Hilde Zadek
La soprano Hilde Zadek "n'était pas seulement une grande chanteuse, mais aussi une femme d'un courage et d'une autorité morale remarquables", a déclaré Patrick Bade lors d'une interview devant un public du Centre culturel juif de Londres en 1997. À la fin de la soirée, Zadek a dû répondre à une question potentiellement hostile sur la situation politique au Moyen-Orient. Elle a fait se lever le public, en grande partie juif, en déclarant qu'elle attendait avec impatience le jour où les Juifs et les Arabes vivraient ensemble comme des frères.
Hilde Zadek est née dans la bourgeoisie juive de la ville allemande de Bromberg (aujourd'hui Bydgoszcz), peu avant qu'elle ne soit intégrée à l'État polonais nouvellement indépendant. Elle a passé son enfance à Stettin, qui faisait alors encore partie de l'Allemagne, où sa famille tenait un magasin de chaussures. En 1934, l'année suivant l'accession d'Hitler au poste de chancelier, Hilde entend par hasard un camarade de classe dire : "Es stinkt nach Juden" - "Ça pue le juif". Hilde, âgée de seize ans, a frappé la jeune fille pour lui arracher les dents de devant et a été renvoyée de l'école. Risquant d'être arrêtée, elle et sa famille immigrent en Palestine cette année-là. À Jérusalem, elle subvient à ses besoins en travaillant comme infirmière dans un hôpital, tout en poursuivant sa formation vocale auprès de la grande soprano dramatique Rose Pauly. Madame Zadek décrivait Rose Pauly comme une "bête sauvage en proie à l'angoisse" - un choix parfait pour le rôle d'Elektra, dans lequel elle a enthousiasmé le public du monde entier dans les années 1930.
À la fin de la guerre, Hilde Zadek a profité de la première occasion pour retourner en Europe et compléter sa formation en Suisse auprès d'une soprano au timbre très différent, Ria Ginster. Au mieux de sa forme, Hilde Zadek peut être considérée comme une combinaison de la passion viscérale de Pauly et de l'équilibre vocal de Ginster. On peut entendre la passion brute dans son enregistrement de la complainte de Chrysothémis, et l'équilibre dans son interprétation du Libera me du Requiem de Verdi, sous la direction de Herbert von Karajan au Festival de Salzbourg.

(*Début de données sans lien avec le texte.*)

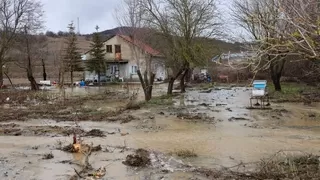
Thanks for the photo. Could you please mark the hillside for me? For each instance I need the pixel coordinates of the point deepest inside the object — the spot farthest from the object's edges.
(55, 50)
(56, 46)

Zadek a passé une audition pour le Staatsoper de Vienne en 1947, alors que la ville était encore sous l'occupation alliée. Deux jours plus tard, elle est lancée sur scène dans le rôle d'Aïda, sans même une véritable répétition. Le résultat est un triomphe et elle devient rapidement la favorite du public viennois. Elle ne tarde pas à recevoir le titre convoité de Kammersȁngerin. Elle a profité du privilège accordé aux Kammersȁngerinnen de réduire de cinq ans son âge officiel, une décision qu'elle a regrettée au moment de toucher sa pension.
Lorsqu'on lui demande ce que c'est que d'être une juive importante dans la Vienne de l'après-guerre, elle répond qu'elle n'a jamais laissé l'antisémitisme latent des Viennois l'inquiéter. Un soir, alors qu'elle quittait le Staatsoper après une représentation, elle s'est aperçue que quelqu'un avait griffonné le message "Nous ne voulons pas de Sarah dans le rôle de Sieglinde" sur le côté de sa voiture. Elle a répondu qu'elle était fière d'apparaître sur scène dans le rôle d'une Sieglinde grande, belle et juive.
La carrière de Hilde Zadek l'a menée à Berlin, Salzbourg, Londres, Glyndebourne, Édimbourg, New York et dans de nombreux autres centres lyriques. Elle a dû rivaliser avec une génération exceptionnellement talentueuse de sopranos germaniques, dont Elisabeth Grümmer, Lisa Della Casa, Elisabeth Schwarzkopf, Sena Jurinac et Irmgard Seefried. Elle était généreuse et objective dans son évaluation de toutes ces sopranos rivales. Dans les dernières années de sa vie, elle a bénéficié de la compagnie dévouée d'une autre très bonne soprano, l'Italo-Américaine Maria Venuti. Sa voix pouvait être décrite comme "jugendlich dramatisch" et parmi les rôles qui lui convenaient le mieux figuraient Ariane de Strauss, la Marschallin dans Der Rosenkavalier et Donna Anna dans Don Giovanni de Mozart. En 1967, elle est nommée professeur à l'Académie de musique de Vienne. Le concours de chant Hilde Zadek est organisé deux fois par an depuis 2003. Elle est décédée à Karlsruhe le 21 février 2019 à l'âge de 101 ans.